The child looks like he’s five but he’s really sixteen. Above him three adults stand as self-appointed judges to his fate. This is fascism. This is horror. Here in history is the horror of which humans are capable. There in The Shining is the haunting of the past still pursuing a child in the present. History isn’t in the past. Kubrick understands this. History changes us in the present.

In the margin of the Sereny book Kubrick has put an exclamation mark next to a footnote. It tells the story of a Nazi who returns to the Catholic faith when he receives a death sentence for the crimes he committed during the war. He receives a promise from the Church to look after his family in the future in exchange for his silence. Exclamation mark!

When should stories be told? Who decides when silence should be maintained?

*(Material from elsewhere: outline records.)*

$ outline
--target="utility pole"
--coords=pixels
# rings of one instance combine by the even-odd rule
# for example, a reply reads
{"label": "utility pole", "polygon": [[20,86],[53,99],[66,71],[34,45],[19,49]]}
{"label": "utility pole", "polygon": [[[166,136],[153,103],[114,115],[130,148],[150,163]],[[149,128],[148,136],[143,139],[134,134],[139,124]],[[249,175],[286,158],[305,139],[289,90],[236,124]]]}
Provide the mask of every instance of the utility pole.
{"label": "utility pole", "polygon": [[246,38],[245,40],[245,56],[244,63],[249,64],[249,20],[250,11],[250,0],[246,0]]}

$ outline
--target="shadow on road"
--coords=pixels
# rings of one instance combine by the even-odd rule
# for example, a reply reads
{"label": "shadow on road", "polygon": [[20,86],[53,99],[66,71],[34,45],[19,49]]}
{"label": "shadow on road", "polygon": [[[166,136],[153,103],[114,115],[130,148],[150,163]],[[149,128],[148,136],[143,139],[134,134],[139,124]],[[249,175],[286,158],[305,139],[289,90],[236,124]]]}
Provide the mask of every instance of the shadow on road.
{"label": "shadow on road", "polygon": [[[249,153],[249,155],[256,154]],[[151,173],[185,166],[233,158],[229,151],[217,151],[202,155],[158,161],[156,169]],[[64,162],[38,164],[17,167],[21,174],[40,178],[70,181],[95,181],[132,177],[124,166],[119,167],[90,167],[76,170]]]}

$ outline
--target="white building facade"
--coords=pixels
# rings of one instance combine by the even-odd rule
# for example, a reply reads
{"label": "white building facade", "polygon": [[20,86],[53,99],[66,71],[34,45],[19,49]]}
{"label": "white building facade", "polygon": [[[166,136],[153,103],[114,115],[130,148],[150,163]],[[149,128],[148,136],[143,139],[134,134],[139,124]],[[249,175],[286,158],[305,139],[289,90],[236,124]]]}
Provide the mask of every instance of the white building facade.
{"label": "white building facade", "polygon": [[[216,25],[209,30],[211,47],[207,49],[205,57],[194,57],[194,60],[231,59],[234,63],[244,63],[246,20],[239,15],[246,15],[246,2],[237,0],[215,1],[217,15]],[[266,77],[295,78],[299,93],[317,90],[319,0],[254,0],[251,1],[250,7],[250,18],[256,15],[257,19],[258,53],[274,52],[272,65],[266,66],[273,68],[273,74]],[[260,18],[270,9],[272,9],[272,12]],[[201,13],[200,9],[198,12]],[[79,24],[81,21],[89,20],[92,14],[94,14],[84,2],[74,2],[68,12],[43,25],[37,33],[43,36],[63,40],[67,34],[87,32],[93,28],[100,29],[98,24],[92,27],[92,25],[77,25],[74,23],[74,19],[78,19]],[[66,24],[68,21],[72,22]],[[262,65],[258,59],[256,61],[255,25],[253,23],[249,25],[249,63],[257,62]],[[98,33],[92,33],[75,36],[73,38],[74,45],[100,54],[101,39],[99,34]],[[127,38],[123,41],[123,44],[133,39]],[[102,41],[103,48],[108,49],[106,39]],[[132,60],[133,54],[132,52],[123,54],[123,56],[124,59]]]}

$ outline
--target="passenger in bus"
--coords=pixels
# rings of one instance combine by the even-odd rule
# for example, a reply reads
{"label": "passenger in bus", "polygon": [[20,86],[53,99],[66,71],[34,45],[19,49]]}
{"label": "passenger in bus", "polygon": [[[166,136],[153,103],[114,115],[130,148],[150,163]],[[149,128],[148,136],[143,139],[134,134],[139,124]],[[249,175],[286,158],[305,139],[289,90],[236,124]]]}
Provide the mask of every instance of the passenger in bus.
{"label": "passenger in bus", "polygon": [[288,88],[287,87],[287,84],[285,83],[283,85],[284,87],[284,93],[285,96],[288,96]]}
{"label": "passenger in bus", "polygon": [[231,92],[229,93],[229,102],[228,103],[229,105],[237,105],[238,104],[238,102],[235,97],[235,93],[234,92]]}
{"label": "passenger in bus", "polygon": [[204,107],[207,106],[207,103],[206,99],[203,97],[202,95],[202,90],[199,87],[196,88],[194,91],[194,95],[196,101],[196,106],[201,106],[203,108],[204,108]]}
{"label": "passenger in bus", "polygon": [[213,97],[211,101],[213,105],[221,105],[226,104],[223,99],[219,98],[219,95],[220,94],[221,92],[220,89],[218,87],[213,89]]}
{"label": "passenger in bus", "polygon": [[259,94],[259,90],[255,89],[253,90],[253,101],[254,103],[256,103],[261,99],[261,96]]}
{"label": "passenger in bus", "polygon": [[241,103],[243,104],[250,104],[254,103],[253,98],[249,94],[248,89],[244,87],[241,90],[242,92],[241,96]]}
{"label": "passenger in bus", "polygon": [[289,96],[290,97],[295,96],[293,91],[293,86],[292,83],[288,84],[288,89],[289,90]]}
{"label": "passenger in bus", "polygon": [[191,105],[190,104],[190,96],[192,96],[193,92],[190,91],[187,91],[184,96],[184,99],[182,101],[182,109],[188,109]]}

Somewhere in this reading I wonder about the role of the artist. How does Kubrick read this book and the itemisation of atrocity it contains, as someone who translates the world into image and is such a consummate storyteller? What is the responsibility of the artist to this history, to any history? I’m thinking this as I turn the page and see Kubrick has been thinking this too, has made marks in response to a section about photographs, about whether or not photographs were taken of people dying at Treblinka. Kubrick marks two sections:

‘All the former SS men agree that photographs were taken. “I don’t think, though,’ said Suchomel, who seemed sincerely interested in clearing up this point, ‘that there were ever any photographs of people actually being killed. You see I would have seen them; because later my work included filing all the photographic material.’ (p.83)

‘'One thing I can testify to personally,’ said Frau Allers, ‘and you can quote me: as far as Schloss Hartheim was concerned, there wasn’t any possibility of taking photographs of people while they were dying. There was nothing in the door but a tiny peep-hole, like one had on a front door. You put one eye to it to see, but you couldn’t take a photograph through it.’ ‘You saw this tiny peep-hole yourself?’ 'Yes I did.’ ‘That was just there to allow doctors to confirm it was over,’ said her husband.' (p.83)

The peep-hole. The very opposite of the scale of vision Kubrick works in.

After the war, after the camps, what can the image do? Should it just perform histroical evidence? Should it peep at history? Or how can the image reveal something more, something about the true complexity of what people are capable of imagining – and also disavowing?

I’ve noticed throughout my time in the archive that Kubrick, even in research photographs, is drawn to a wide scene-revealing frame that contains a dark occluded centre. This, of course, is most apparent in 2001: A Space Odyssey, when the monolith cuts a perversity of blackness across cinema’s wide-open gaze. But this isn’t the only place this framing is revealed. Looking through production stills across Kubrick’s career I’m struck by the Rothko-like concertina into a dark endpoint that his framing often offers. It’s a very radical strategy. It is the perfection of cinema and the end of cinema held in one frame. It is an image that is made of classical perspective, is about and made of the past, but also implies a future point, a vanishing point, the something that is nothing, and that’s there before us all in plain sight, an existential warning as blank and obvious as Magritte’s boulder that fills a domestic room.

And there we are: the cinema audience, the peeping tom to history, squinting at the spectacle of the recorded past. Powell and Pressburger were ruined by exposing this understanding. Their 1960 film Peeping Tom was universally loathed by reviewers and Powell, once the wunderkind of British cinema, found himself cast adrift and unable to work. In the same year Alfred Hitchcock also pointed out the murderous repression of the peeing tom in Psycho. Kubrick knew it and gave it back to audiences through affect.

The dark centre to the frame: a blind spot, the audience’s mortality. In the real-time that film time represents, what a radical thing to do. Vision and non-vision are side by side in Kubrick’s cinema. Mystery is a fact.

And ghosts? Ghosts are coincidence. They live somewhere in the territory between what we know, what we feel and what we disavow. But in the connections they enable, the post-war cinema audience has the gift of a chance, the chance to make meanings.